I was thirteen and it was approaching time to change schools. I didn’t want to go to a Catholic school. I wanted to know what plans Serenity, the despot in charge of education, had in store for me. I could not ask him directly, because despotic secrets were never divulged that way. The only way was to spy on him. I asked my faithful shitters to shadow him and listen to his conversations while he watched television and generally do everything they could to get the information I needed. I waited for weeks, asking them every other day what they had heard. There was not much to tell. One day Serenity began to talk about schools just before news time, but the news reader cut him short. Weeks passed. Finally a loyal shitter clinched it for me. He overheard the despots discussing the issue in the Command Post one afternoon.
“It would straighten him out,” Padlock said.
“They offer very good education. On the other hand, you can’t imagine how bad government schools have become. Pupils go to school with knives, some with guns, and threaten both teachers and headmasters. The children of soldiers have really messed up our schools. Mugezi needs a quieter environment.”

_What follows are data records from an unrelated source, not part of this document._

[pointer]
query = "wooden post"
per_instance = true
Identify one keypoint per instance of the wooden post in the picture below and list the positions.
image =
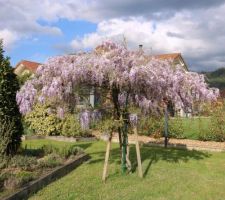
(140, 173)
(105, 169)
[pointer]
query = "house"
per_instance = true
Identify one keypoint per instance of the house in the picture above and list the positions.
(92, 97)
(26, 67)
(176, 58)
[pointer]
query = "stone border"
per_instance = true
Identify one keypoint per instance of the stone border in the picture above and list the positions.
(59, 138)
(38, 184)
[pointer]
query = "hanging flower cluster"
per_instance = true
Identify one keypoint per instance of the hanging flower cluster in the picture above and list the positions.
(147, 80)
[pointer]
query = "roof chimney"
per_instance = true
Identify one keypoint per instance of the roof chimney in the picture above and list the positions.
(140, 47)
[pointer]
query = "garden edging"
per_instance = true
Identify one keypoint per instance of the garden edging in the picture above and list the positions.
(38, 184)
(59, 138)
(178, 143)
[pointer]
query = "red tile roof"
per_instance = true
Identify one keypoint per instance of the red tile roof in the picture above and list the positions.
(168, 56)
(30, 65)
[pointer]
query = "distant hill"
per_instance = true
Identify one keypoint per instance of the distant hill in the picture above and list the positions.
(216, 78)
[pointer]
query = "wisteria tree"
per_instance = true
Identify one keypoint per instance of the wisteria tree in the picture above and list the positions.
(130, 77)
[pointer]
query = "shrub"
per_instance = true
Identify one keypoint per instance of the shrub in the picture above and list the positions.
(176, 129)
(217, 123)
(24, 177)
(23, 162)
(63, 152)
(43, 121)
(50, 161)
(71, 126)
(3, 162)
(11, 127)
(151, 126)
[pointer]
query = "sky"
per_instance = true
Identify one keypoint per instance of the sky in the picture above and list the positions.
(38, 29)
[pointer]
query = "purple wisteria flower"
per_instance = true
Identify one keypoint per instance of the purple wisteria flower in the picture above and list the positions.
(133, 119)
(147, 80)
(85, 120)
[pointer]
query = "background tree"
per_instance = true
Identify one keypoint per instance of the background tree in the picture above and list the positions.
(11, 127)
(130, 77)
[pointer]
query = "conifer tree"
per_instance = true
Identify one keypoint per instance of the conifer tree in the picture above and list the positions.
(11, 128)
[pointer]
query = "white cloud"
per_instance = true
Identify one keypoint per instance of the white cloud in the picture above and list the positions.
(198, 35)
(8, 37)
(194, 28)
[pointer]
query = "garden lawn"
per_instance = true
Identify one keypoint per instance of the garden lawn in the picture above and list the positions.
(192, 127)
(169, 174)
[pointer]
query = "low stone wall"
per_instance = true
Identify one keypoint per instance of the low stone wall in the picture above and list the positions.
(36, 185)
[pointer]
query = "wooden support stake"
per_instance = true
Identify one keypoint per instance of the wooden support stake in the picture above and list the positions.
(105, 169)
(140, 173)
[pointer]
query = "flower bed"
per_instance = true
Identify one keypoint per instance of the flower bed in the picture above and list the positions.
(30, 164)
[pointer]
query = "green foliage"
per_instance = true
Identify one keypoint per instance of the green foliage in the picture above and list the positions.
(63, 151)
(23, 162)
(11, 127)
(71, 127)
(24, 177)
(153, 126)
(24, 77)
(50, 161)
(42, 121)
(216, 78)
(108, 125)
(218, 123)
(176, 128)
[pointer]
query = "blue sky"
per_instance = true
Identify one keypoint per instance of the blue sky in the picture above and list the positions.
(39, 47)
(35, 30)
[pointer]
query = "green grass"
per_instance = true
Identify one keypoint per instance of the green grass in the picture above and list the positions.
(193, 127)
(169, 174)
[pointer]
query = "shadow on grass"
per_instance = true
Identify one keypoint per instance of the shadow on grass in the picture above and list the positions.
(152, 155)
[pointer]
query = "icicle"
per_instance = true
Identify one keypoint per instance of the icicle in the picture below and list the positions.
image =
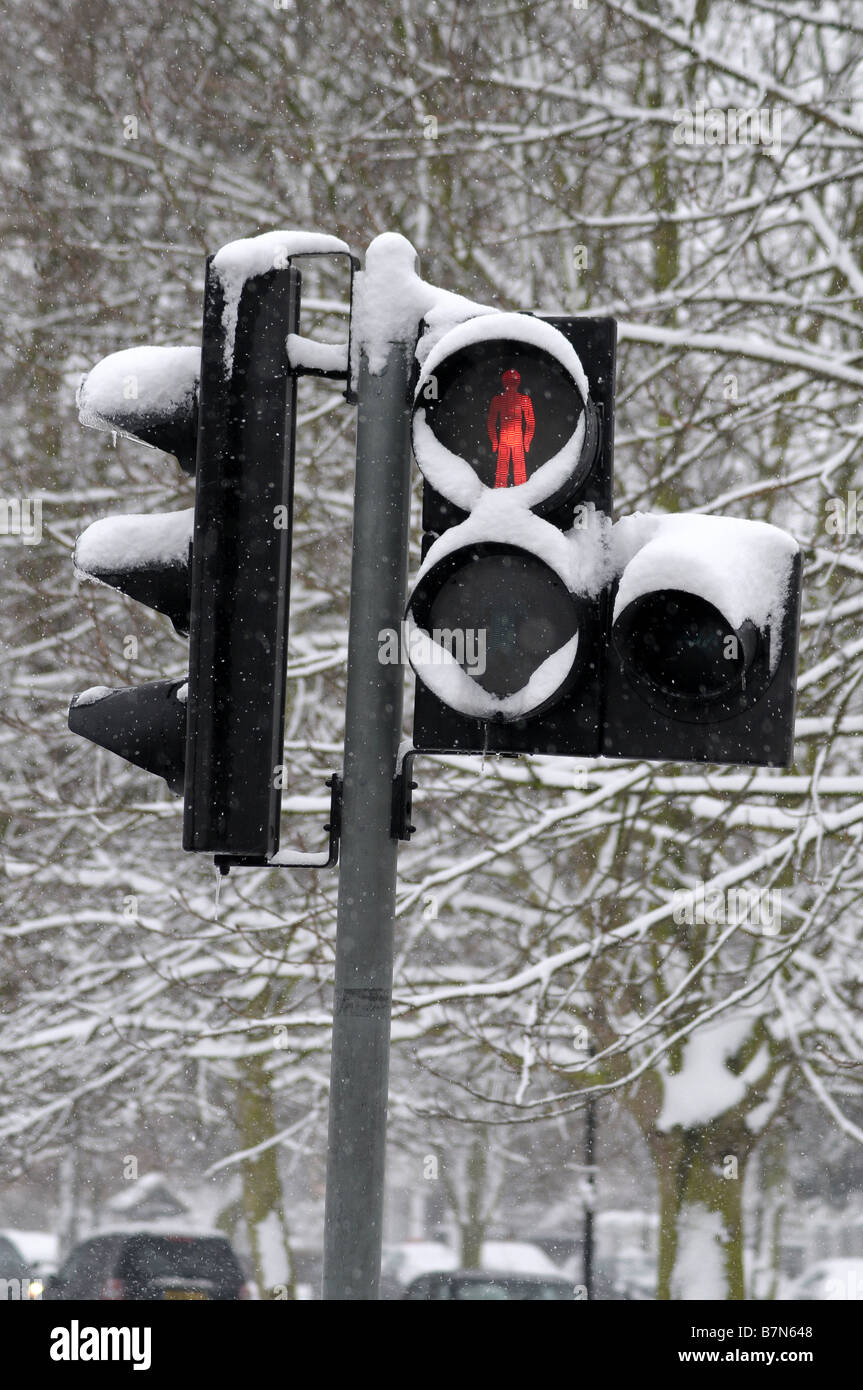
(217, 895)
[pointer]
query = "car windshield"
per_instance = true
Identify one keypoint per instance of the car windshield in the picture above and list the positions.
(512, 1289)
(179, 1257)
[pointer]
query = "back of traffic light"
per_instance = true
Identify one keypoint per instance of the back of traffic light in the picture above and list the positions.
(221, 571)
(537, 624)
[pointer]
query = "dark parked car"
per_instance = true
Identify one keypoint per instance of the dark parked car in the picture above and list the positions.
(17, 1279)
(149, 1265)
(481, 1286)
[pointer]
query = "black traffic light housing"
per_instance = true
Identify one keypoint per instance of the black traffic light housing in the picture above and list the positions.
(570, 720)
(676, 635)
(221, 573)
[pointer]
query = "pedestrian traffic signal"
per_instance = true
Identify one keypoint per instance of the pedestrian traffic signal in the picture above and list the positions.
(507, 609)
(534, 624)
(221, 573)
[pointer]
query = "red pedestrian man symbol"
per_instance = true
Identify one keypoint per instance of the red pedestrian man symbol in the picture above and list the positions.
(510, 428)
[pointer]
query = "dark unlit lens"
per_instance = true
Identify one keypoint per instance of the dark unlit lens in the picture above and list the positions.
(506, 613)
(680, 644)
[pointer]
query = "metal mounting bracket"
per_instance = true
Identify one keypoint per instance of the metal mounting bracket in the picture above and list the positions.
(298, 858)
(402, 798)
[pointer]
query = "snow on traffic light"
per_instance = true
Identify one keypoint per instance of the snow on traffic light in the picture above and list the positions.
(703, 641)
(541, 627)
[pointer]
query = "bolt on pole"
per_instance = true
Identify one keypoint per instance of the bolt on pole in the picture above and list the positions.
(367, 876)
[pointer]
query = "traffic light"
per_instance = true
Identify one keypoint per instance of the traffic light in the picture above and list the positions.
(509, 612)
(221, 571)
(705, 622)
(537, 626)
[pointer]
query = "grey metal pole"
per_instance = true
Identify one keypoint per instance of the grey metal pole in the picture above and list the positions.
(367, 876)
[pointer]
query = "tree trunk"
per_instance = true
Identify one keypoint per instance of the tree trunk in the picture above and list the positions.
(263, 1203)
(701, 1239)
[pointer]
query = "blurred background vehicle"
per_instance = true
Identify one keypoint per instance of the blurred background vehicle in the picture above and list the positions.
(828, 1280)
(17, 1276)
(150, 1265)
(480, 1286)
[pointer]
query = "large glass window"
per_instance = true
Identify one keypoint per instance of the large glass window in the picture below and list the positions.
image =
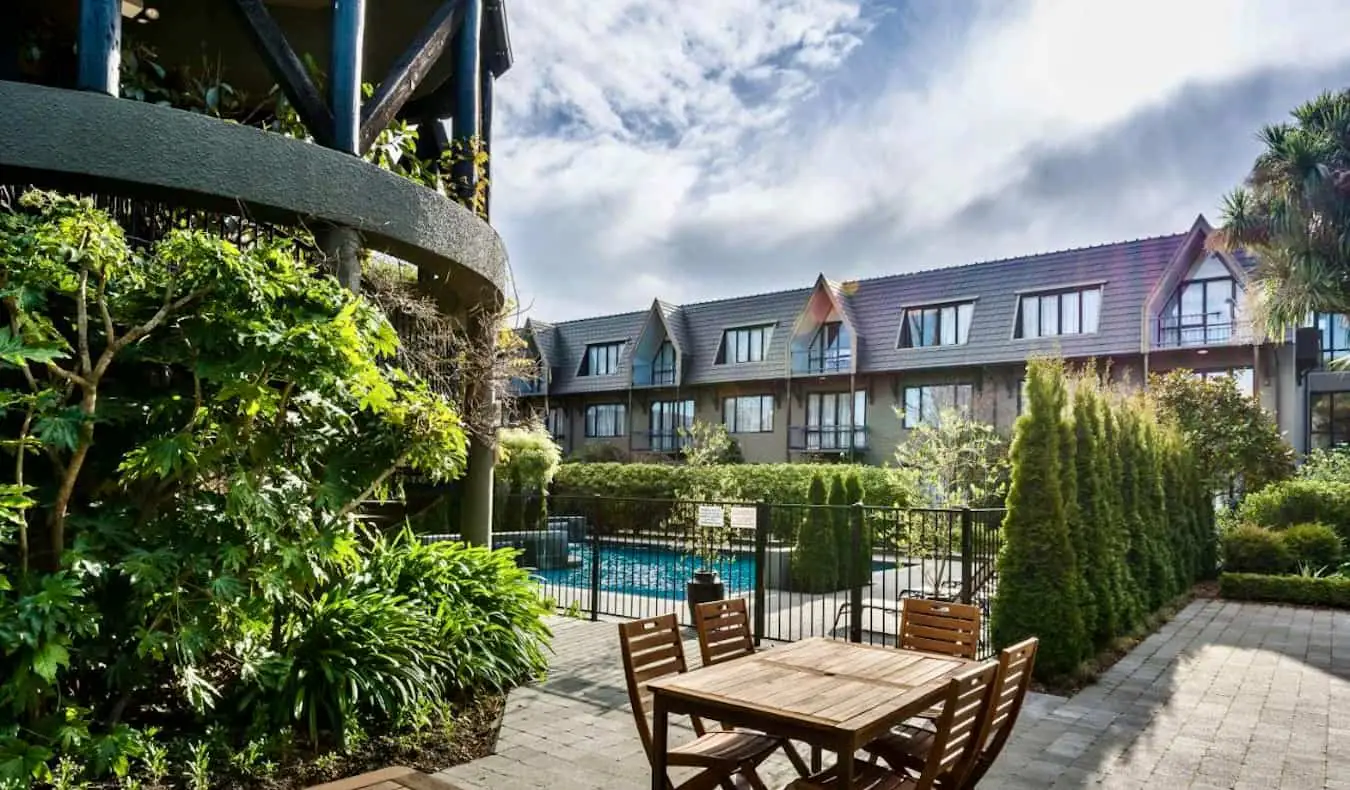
(606, 420)
(744, 345)
(829, 351)
(1335, 335)
(601, 359)
(1067, 312)
(936, 326)
(1203, 308)
(668, 424)
(748, 413)
(836, 420)
(1329, 423)
(663, 365)
(925, 404)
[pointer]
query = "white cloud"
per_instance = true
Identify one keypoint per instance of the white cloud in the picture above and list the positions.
(628, 127)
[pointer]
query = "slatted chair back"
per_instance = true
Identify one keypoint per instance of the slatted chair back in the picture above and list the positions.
(724, 631)
(956, 742)
(651, 650)
(940, 627)
(1011, 683)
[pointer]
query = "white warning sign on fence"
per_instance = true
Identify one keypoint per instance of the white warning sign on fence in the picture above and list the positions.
(710, 516)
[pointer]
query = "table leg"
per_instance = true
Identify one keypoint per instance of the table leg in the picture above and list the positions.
(660, 735)
(844, 763)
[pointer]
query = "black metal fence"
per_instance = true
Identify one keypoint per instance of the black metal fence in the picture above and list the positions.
(805, 570)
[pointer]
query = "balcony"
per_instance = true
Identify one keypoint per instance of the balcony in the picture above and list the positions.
(822, 362)
(1198, 331)
(659, 442)
(826, 438)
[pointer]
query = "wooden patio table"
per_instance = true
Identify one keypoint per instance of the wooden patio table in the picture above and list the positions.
(828, 693)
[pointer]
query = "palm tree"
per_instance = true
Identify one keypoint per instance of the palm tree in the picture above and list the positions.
(1293, 215)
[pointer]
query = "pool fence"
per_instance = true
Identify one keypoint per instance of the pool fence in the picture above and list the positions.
(805, 570)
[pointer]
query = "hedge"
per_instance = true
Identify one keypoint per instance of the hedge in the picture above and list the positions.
(1300, 590)
(779, 484)
(1299, 501)
(1106, 520)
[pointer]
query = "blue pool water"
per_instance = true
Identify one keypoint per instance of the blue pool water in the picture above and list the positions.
(654, 571)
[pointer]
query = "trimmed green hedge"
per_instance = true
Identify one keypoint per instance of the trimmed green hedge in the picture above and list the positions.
(1299, 501)
(1302, 590)
(778, 484)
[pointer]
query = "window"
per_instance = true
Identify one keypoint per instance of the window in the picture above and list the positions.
(601, 359)
(836, 420)
(555, 423)
(606, 420)
(936, 326)
(1202, 309)
(925, 404)
(744, 345)
(1335, 335)
(1242, 376)
(663, 365)
(829, 351)
(1067, 312)
(1329, 420)
(666, 422)
(748, 413)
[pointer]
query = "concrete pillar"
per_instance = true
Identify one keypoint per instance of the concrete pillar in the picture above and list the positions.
(340, 247)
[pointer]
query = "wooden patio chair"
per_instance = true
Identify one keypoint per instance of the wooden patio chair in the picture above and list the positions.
(724, 631)
(652, 650)
(955, 743)
(907, 748)
(940, 627)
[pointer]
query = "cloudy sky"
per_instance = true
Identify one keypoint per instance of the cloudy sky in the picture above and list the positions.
(697, 149)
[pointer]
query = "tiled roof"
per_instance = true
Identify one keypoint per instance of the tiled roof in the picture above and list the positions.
(1126, 270)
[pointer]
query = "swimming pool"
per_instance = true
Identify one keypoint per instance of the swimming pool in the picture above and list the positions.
(654, 570)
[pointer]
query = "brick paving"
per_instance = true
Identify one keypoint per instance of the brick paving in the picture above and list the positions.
(1227, 694)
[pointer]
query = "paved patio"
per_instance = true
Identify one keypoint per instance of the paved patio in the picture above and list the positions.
(1225, 696)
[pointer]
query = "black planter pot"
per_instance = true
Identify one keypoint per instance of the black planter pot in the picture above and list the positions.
(705, 586)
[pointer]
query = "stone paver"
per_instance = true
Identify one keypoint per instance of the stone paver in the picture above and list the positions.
(1227, 694)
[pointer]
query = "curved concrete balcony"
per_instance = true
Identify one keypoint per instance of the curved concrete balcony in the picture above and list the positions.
(88, 142)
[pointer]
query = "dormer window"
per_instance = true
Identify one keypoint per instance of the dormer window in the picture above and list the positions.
(601, 359)
(744, 345)
(1060, 312)
(663, 365)
(1203, 308)
(936, 326)
(829, 351)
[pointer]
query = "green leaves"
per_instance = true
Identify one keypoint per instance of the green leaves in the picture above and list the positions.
(15, 351)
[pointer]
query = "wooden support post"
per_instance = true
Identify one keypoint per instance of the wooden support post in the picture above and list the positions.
(408, 72)
(100, 46)
(466, 92)
(344, 73)
(288, 69)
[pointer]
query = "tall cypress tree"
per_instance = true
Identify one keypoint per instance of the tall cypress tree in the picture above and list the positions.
(1094, 513)
(1038, 577)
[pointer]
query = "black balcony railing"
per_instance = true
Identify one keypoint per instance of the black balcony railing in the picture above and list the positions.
(822, 362)
(826, 438)
(1199, 330)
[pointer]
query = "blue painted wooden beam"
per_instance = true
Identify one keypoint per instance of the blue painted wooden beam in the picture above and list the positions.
(344, 91)
(100, 46)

“My parents would love to have a grandson who is a priest. He can end up a parish priest, rector of a seminary or even a bishop,” Padlock said.
“The church is very rich,” Serenity declared. “A clever priest can become very rich indeed.”
“You are only thinking about money,” Padlock rebuked.
“I do not want my children to suffer. They should be able to drive big cars, live in big houses and have what I could not give them.”
“They have to survive these times first.”
I was restless for days. I visited the taxi bowl every day for a whole week, losing myself, my blues and my impotent anger in the tumultuous waves of activity there. I dreamed of an earthquake to end it all. I listened to hear if the ground was quaking, preparing us for the next apocalyptic explosion, but alas, only the steady grind of the vehicles and the eternal calls of the van boys, the snake charmers and the hawkers filled my head like an infernal ache.
What use was a priest? And those ludicrous cassocks! Celibacy was definitely not for me. I had already decided to marry three wives in the future. With the earnings of a lawyer, I was sure that I could easily give my trio a comfortable life. The Church, in my estimation, needed ball-less people like the shitters, not me, who was ready to follow General Amin’s calls for self-advancement. Amin did not like the Church, and accused the clergy of meddling in politics, as they had done in the past, while doing nothing about the corruption inside the Church.